The content of nutritional components and antioxidant activity was found to be positively affected by the sprouting in the two varieties that were tested in the present study. The results of the present study imply that the significant increases in content of some of important components like antioxidants, flavonoids and polyphenols could be obtained through the sprouting process. The content of the total protein and oil also varied between the two cultivars and the actual variation may depend on the type of cultivar and the growing environment (Bau et al., 1997; Rupasinghe et al., 2003). Several nutritional constituents that are beneficial for human health can be mobilized during the sprouting process.

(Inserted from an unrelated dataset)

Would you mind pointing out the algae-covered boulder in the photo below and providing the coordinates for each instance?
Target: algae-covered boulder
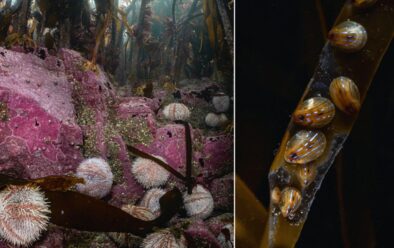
(56, 111)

It is quite evident from this as well as previous studies that significant increases in TF, TP, and DPPH antioxidant activity generally starts from day 3 of sprouting (Murugkar et al., 2013; Chon et al., 2013a; Chon, 2013b; Chen and Chang, 2015).
The critical period where children develop malnutrition coincides with the introduction of complementary foods, which are nutritionally inadequate in many developing countries (Brown et al., 1998). There is a need for nutritionally balanced, energy-dense, easily digestible foods with functional benefits to be formulated. A cost-effective method has been put forward to resolve the matter using locally available raw materials, which are easily assimilated by the body and promote growth (Gibson and Ferguson, 1996). To achieve this objective, it is possible to use seasonal, local, low-cost, and abundantly available raw soybean seeds which have been proven to provide a boost in a variety of nutrients during sprouting. A noticeable advantage of soybean sprouts is the elevated levels of antioxidants and other phytonutrients that make them highly useful for human consumption.